In the meantime, the group’s turnover last year amounted to EUR 193.25 million, compared to EUR 191 million the year before. According to Lattelecom management, the company has even more ambitious plans for 2017. Last year, growth was achieved in both the core business and new businesses of Lattelecom. Among the new Lattelecom businesses, retailing increased the most – 2.6 times. Advertising business grew 96%, and revenue from the Internet of things rose 88%, while data center’s services recorded 23% growth. For core business, income rose in wholesaling, construction and maintenance of networks and engineering systems for buildings – 23%, as well as television – 6%. Last year, Lattelecom invested EUR 32 million in developing and improving services, including EUR 7.5 million invested in core internet network infrastructure.

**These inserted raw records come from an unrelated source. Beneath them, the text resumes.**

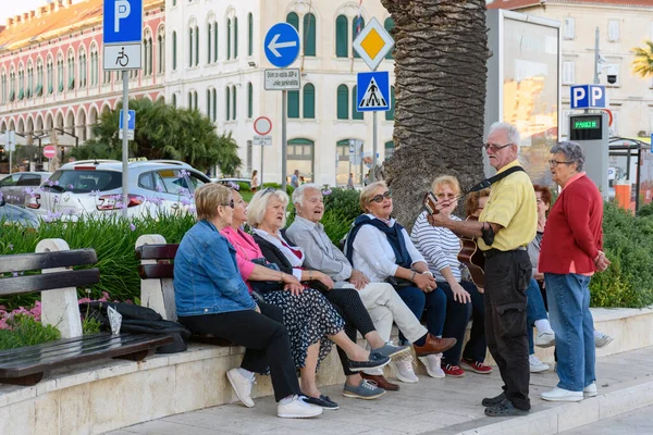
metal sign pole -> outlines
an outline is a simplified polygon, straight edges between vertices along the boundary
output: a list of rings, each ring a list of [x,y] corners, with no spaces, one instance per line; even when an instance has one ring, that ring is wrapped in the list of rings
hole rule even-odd
[[[286,144],[287,90],[281,91],[281,189],[286,191],[288,146]]]
[[[127,160],[130,159],[130,79],[127,71],[123,70],[123,217],[127,217],[130,169]]]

In February 2017, Lattelecom announced expanding into the power market, originally offering three products: tet Dinamiskais, tet Drošais and tet Fiksētais (tet Dynamic, tet Safe and tet Fixed), targeted at every household and company in Latvia. The company claims that 95% of those who use tet services could receive lower monthly light bills. The company’s representatives explain that the goal is not to take a few clients away from the other six or minor smaller electricity sellers. The objective is to have far more customers, and in time achieve a market share of 10% to 20%, so Lattelecom could become a serious rival to Latvenergo.
Mobile phone operator Tele2 closed 2016 with a turnover of EUR 105.2 million, up 4.8 percent from 2015. Its earnings before interest, taxes, depreciation and amortization (EBITDA) grew 6.5 percent year-on-year to EUR 33.6 million. Tele2 invested EUR 9.4 million last year and its 4G network covered 99 percent of Latvia’s population at the end of 2016. Latvia’s Tele2 is part of Sweden’s Tele2 Holdings, which operates in nine countries. Tele2 commands 45 percent of the Latvian mobile phone market.

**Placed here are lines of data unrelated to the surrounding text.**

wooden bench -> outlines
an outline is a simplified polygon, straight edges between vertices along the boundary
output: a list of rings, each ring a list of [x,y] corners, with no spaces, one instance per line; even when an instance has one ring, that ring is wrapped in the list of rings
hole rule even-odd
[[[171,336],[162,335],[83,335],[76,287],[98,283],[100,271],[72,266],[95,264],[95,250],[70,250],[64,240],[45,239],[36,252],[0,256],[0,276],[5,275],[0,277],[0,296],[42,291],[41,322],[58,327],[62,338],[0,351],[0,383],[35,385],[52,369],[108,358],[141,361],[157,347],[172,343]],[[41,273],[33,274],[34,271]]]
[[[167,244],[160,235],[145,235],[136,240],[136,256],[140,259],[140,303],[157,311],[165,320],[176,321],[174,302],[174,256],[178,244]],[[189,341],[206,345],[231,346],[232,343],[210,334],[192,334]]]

U.S. investment company Providence, the new owner of Bite, continued expansion in the Baltic countries in 2016 – following the acquisition of Bite, a company that operates in Latvia and Lithuania, on Christmas in 2015, Providence announced acquisition of controlling interest in the largest cable television and broadband Internet company in Estonia, Starman. Starman already owns the second largest Internet and cable television company in Lithuania, Cgates. In addition, in mid-2016 Providence made an investment in Latvian Internet and cable television company Baltcom. Industry representatives note that Providus is laying the groundwork for the creation of a strong pan-Baltic telecommunications player, and that the next logical step would be consolidation of the Baltic businesses.

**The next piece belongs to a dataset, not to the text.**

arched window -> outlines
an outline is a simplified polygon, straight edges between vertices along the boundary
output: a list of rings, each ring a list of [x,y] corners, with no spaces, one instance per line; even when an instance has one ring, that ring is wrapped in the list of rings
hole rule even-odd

Data center operator Digitālās ekonomikas attīstības centrs Ltd. (DEAC) in 2017 will invest EUR 10 million in setting up a substantially larger data center in Riga, thereby consolidating its leading positions in the Baltics and becoming an increasingly influential provider of data center services to companies in the C.I.S. countries, Europe and the United States. The company believes that Latvian IT industry has good growth prospects in outsourcing services. C.I.S. countries present a comparatively little-explored market, where many companies still do not use the advantages offered by data centers, while to the United States, DEAC is attractive thanks to an extensive communications network in Europe. DEAC is an operator of data centers that runs two physical data centers in Riga with a total of 300 server racks, with another 400 planned for the next development stage. DEAC also has points of presence (POP) in London, Frankfurt, Amsterdam, Moscow, and Kiev.
Latvian telecommunications companies, not willing to simply provide infrastructure services, have ventured into the television business, and the process became particularly active in mid-2016. LMT Straume online television has been available for several years already, and by now the market has also been joined by LMT mājas viedtelevīzija (LMT Home Smart Television), Tele2 Atvērtā televīzija (Tele2 Open Television), Lattelecom’s entertainment platform Shortcut, and video and television service ViaPlay developed by MTG.